Выпустили меня (уже из института Сербского) 22 февраля 72-го года, и просидела я 2 года и 2 месяца без двух дней. Никогда эта цифра 2, ни раньше, ни позже, ничего в жизни не значила, а тут она повторилась: 22-го, 2-го, 72-го, 2 года, 2 месяца, без 2 дней. То есть фантастика какая-то. 

Вот я вышла, мама меня встретила, повезла домой. Я узнала, что рядом у Иры Уваровой Лариса Богораз, что она там лежит, болеет, побежала сразу туда. Значит, у Иры Уваровой и Юлика Даниэля. Побежала бегом туда, перепила кофе сразу. Детей увидела до того, как бежать в гости, разумеется.

— Можно спросить, как они это все воспринимали? Понимали, знали?

— Ясик знал. Ясику, во-первых, я рассказала о демонстрации, после нее. Только сказала: «Разумеется, ни с кем об этом не говори». И вообще с Ясиком я обо всем разговаривала. 

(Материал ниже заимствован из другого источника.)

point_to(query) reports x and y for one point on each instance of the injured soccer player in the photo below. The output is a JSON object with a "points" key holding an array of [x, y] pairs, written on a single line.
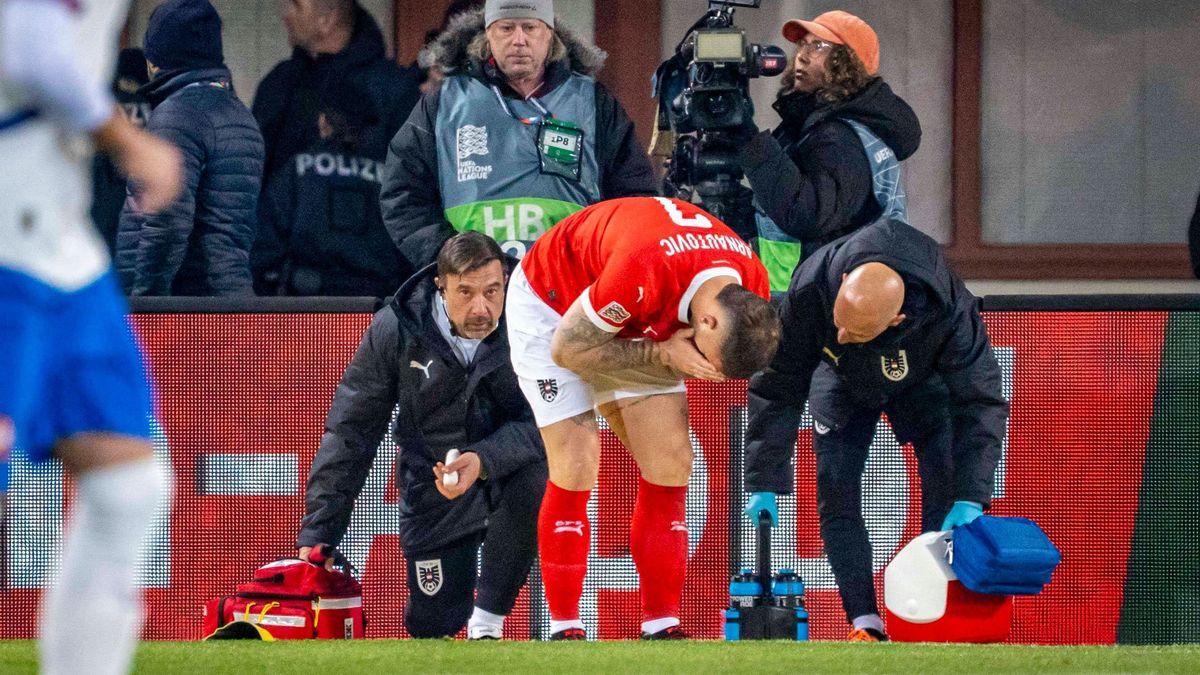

У нас была замечательная сцена. Накануне ареста я была с Ясиком у Арины Гинзбург, вот как раз там я взяла эти материалы от Леры Айдовой. Я давала кому-то, Арине или Верке, свою машинку и должна была ее забрать у Арины, и мы стали спускаться в лифте, с нами едет какой-то мужик, ну, можно догадаться, какой мужик, я говорю: «Ой, Ясик, машинку-то я забыла, подымаемся!» Мы забираем машинку, едем в лифте, Ясик говорит: «Я теперь на ней буду самиздат печатать». 

Но Ясик был такой человек, он никогда никому, он и сейчас такой, ни о чем не проговорится. А Ося был не такой. Я это выяснила очень быстро. Я вернулась, мы едем, мы ездили в гости к друзьям, по Хорошевскому шоссе, поперек висит плакат. И Ясик маленький спрашивал: «Мама, это что такое?» Я говорю: «Если видишь белыми буквами на красном что-то написано — это все глупости». И то же самое происходит, и то же самое я отвечаю Осе, и он тут же рассказывает бабушке. Он совсем другой. Поэтому я ему ничего больше не рассказывала... 

И вот мы прилетаем в Вену в декабре 75-го года, я даю большое интервью радио «Свобода», мы сидим и слушаем это интервью, и вдруг Ося говорит: «Мама, это я тот ребенок?!». И с тех пор, как он усвоил, что он тот ребенок, он этим необычайно гордится, конечно. Вот «тот ребенок» — как раз папа моей внучки московской. 

А Ясик всегда был в курсе, мои друзья были его друзья. Для Оськи они, когда приходили, это были все-таки тети и дяди. Вот приходят там та же Вера Лашкова, его крестная, Таня Великанова приходила, Нина Литвинова... Мама все-таки их всех пускала, хотя ей и угрожали. А потом я посмотрела: для этого опекунского совета из школы должны были приходить и составлять отчет о том, как живет старший ребенок. Если почитать этот отчет, можно было подумать, что ребенок живет во дворце, такой они писали замечательный отчет, и что в бабушках у него просто Василиса Прекрасная и Премудрая вместе взятые. Что, может быть, так и было, но... Люди сострадали. Люди не разделяли моих взглядов, но они сострадали. Это были не сталинские времена. Это были не те времена, когда переходили на другую сторону.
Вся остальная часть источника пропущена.